Responsible AI Practices: Fairness
AI systems should treat all people fairly.
AI systems are enabling new experiences every day. We have moved beyond just recommending books and movies. AI systems are increasingly being used for tasks that are more sensitive and that have a great impact on society, like diagnosing medical conditions, selecting job candidates for interviews, deciding which customers should get a loan, and not running over pedestrians. Any unfairness in such systems can have huge consequences. For example, if the resume-screening algorithm is discriminating in favor of male candidates, because according to past data men predominantly held the roles for that position, women applicants miss the opportunity to even land the interview, and we end up with even more biased and non-inclusive environments. From examples like this, we can clearly see that as the impact of AI increases, it is critical to work towards systems that are fair and inclusive for all.

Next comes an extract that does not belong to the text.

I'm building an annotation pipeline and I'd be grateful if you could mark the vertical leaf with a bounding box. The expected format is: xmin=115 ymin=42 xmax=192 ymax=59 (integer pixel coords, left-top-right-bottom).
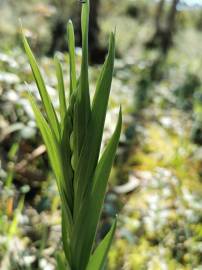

Addressing fairness and inclusion in AI is not an easy feat, and it is an active area of research. However, there are some approaches and steps that can be adopted to promote fairness.
Designing smart applications with concrete goals for fairness and inclusion in mind:
- For example, if your team is working on an automated resume-screening application, they could use a metric that ensures a balanced selection of candidates across genders. However, simply increasing the proportion of women candidates might lead to some other unintended biases. Therefore, it’s important to study the impact of different choices before making business decisions. For example, you might want your team to conduct a study to understand the impact of gender first. In case of highly sensitive applications, it is advisable to engage with relevant experts, like social scientists, to understand and account for diverse perspectives.
- Think ahead and consider the future impact of your technology by addressing concerns like: "Whose views are represented? Who is being left out? What outcomes does this technology enable and how do these compare for different users and communities? What biases, negative experiences, or discriminatory outcomes might occur?" Just as model performance should be monitored throughout the life-cycle of the product, the fairness of the AI model should also be monitored to avoid the emergence of biases over the long run as a result of new data feeding into the system over time.
Using representative datasets and features:
- During feature selection, data scientists select some elements of the data to train the model. For example, if for the screening systems they are training the model based on length of time in a given job position, they are not accounting for job disruptions related to maternity leaves or military duties. To minimize such issues, measuring model performance on a wider range of metrics and curating features by keeping larger business goals in mind can lead in the right direction.
- When working on creating personalized experiences, don’t use features that are not appropriate to personalize content with, or that may help propagate undesired biases. For example, anyone with similar financial circumstances should see the same personalized recommendations for financial products.
- Understand biases that may exist in features that are sourced from editors, algorithmic tools, or users themselves.
- Unintended biases could be checked by training and evaluating models based on metrics that include different subgroups.
- A pool of trusted, diverse testers could be used to adverse test the system, and incorporate a variety of adversarial inputs into unit tests.